Ces frappes ciblées ont aveuglé les opérateurs israéliens, dans les secteurs de la barrière de sécurité qui allaient subir les assauts les plus violents du Hamas. Les militaires israéliens se sont retrouvés désorientés par la neutralisation de leurs capteurs. Surpris pendant qu’ils dormaient, en effectifs réduits (fête religieuse), ils n’ont pas pu prendre leurs postes de combat à l’extérieur pour réagir aux premières explosions. Notons que le Hamas n’a pas conduit d’actions cyber ou de guerre électronique, avant ou pendant cette manœuvre initiale d’aveuglement.

À peine le Hamas avait-il débuté ses attaques contre la barrière de sécurité qu’il déclenchait des tirs indirects (roquettes et mortiers) sur des postes de police et de l’armée situés à quelques kilomètres dans la profondeur. Pris sous les tirs (pas nécessairement précis), les personnels en faction dans ces postes ont appliqué la procédure habituelle : gagner des abris bétonnés pour se protéger.
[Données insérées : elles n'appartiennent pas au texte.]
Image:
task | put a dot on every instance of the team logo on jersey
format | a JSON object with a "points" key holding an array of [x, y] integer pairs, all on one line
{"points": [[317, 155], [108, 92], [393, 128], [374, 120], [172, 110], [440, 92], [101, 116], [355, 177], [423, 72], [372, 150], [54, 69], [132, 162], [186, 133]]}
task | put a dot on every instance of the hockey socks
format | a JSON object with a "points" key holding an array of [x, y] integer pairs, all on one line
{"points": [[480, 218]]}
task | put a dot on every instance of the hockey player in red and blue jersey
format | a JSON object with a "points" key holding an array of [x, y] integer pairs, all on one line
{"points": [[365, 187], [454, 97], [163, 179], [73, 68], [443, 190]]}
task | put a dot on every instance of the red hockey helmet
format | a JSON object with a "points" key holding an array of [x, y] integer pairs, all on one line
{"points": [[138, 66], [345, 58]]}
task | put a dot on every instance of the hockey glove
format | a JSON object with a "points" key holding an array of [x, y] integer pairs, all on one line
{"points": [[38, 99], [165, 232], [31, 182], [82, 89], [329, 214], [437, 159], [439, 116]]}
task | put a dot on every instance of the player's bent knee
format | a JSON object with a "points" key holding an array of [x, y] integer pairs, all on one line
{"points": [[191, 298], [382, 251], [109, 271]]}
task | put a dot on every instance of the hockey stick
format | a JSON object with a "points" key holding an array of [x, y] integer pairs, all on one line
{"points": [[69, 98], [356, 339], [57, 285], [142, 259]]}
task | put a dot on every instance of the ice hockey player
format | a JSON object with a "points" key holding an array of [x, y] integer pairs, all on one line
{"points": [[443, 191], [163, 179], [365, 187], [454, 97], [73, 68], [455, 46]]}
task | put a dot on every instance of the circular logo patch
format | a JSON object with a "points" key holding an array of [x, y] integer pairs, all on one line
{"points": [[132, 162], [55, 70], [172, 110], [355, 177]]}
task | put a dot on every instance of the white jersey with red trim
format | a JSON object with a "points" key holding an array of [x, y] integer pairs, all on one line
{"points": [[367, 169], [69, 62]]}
Ainsi, le Hamas a réussi à fixer le deuxième échelon, composé d’équipes susceptibles d’intervenir au plus vite en cas d’alerte.

Ces tirs de roquettes n’avaient pas seulement pour but de compliquer l’arrivée des renforts : ils visaient à détourner l’attention des Israéliens (diversion). Lorsque des projectiles sont tirés depuis Gaza (ce qui arrive régulièrement), la chaîne de commandement est mise en alerte ; quant aux militaires sur le terrain, beaucoup doivent quitter leurs postes de travail pour s’abriter, ce qui affaiblit la posture opérationnelle. En outre, le vacarme produit par les départs de roquettes a servi à couvrir le bruit des explosions se déroulant au voisinage de la barrière.

Là où ils ont pu s’infiltrer, les combattants du Hamas ont placé des explosifs contre la clôture métallique. Là où ils ne pouvaient pas, ils ont tiré des roquettes depuis des postes de combat situés à quelques centaines de mètres. Les combattants du Hamas ont pris d’assaut les postes de combat situés le long de la barrière, comme celui situé au point de passage d’Erez (nord de la bande) ; en une heure, ils ont atteint six postes situés à quelques kilomètres dans la profondeur, dont l’état-major de la brigade situé à Re’im.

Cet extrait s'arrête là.